New approaches to breast cancer
30 April 2015, Cancer
Cancer research at the Malaghan Institute operates on several fronts with many intersecting approaches seeking breakthroughs and moving us closer to new treatments or cures thanks to the committed support we receive.
PhD student Connie Gilfillan is investigating Doxorubicin - a chemotherapy which has been used in the treatment of breast cancer for over 30 years - and investigating the role of dendritic cells in tumours.
In 1984 Doxorubicin was approved, and while its an effective treatment, it shares the fate of many cancer drugs; tumours become resistant to them. I wanted to find out whether the treatment leaves carcinoma cells more immune suppressive after chemo, or less able to respond to the immune system.
Immunotherapy hopes to unlock the bodys own fight against cancer; but because cancer cells have incredible dexterity in eluding or hiding from the immune system, they are usually not detected and destroyed. If they are even less likely to be targeted after chemo we need to find out additional ways to wake up the immune system.
Dendritic cells, DCs, are the communicators of the immune system.

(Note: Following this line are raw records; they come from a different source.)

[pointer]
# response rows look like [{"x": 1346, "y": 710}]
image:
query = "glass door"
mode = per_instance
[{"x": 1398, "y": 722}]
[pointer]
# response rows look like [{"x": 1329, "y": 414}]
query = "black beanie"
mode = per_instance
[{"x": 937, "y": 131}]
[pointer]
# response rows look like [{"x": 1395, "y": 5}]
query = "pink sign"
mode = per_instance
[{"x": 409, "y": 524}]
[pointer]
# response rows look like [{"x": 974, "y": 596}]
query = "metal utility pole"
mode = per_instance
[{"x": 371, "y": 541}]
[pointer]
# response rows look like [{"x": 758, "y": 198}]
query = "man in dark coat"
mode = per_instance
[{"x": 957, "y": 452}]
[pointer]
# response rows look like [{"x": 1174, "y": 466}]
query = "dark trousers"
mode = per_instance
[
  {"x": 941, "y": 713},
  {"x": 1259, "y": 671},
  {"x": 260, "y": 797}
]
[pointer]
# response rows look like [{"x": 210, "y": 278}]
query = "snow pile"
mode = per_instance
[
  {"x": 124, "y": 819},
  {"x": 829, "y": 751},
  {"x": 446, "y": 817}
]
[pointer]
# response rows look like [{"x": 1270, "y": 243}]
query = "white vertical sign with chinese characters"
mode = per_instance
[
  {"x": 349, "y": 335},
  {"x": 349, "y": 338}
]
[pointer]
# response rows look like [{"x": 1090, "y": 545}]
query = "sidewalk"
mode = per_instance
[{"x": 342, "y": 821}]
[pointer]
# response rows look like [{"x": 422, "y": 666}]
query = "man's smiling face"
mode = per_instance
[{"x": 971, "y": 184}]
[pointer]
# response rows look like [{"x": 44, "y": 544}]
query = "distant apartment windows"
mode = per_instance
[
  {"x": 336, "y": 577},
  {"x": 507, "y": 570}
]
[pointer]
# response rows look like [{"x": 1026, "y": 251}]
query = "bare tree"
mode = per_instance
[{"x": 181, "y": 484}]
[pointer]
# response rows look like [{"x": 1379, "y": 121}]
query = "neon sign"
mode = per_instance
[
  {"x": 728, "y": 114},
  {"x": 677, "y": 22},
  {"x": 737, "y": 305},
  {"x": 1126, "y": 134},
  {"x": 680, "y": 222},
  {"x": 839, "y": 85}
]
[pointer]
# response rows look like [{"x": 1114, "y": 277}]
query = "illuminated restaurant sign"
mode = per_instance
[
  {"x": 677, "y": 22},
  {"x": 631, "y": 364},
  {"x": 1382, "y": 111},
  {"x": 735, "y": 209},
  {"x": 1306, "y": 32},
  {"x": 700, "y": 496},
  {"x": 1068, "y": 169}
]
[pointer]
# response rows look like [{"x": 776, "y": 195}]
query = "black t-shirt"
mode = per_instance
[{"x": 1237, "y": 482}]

They are a kind of first alert cell which notices something amiss and then travels back to the lymph nodes to get specialist cells to help. There are many ways that I am testing and probing their role. For example if I take them out of the system completely what happens? Or, if a tumour is immune suppressant does the presence of DCs make things better or worse? says Connie. While there is genuine excitement about what we are learning about the various immune cells, there are easily over a hundred to investigate and every small thing discovered adds to the big picture. I look at it like a family tree; the B Cells, the T cells and DCs are at the head of the family but they have a whole family of cells under each, branching out in complexity. I am only looking at one cell and that may occupy me for three years! It is an amazing area of research and the Malaghan Institute is an incredibly stimulating place to be.
Connie is one and a half years into her PhD under supervisors Professor Franca Ronchese, Dr Melanie McConnell (VUW), and Professor Brett Delahunt (Otago).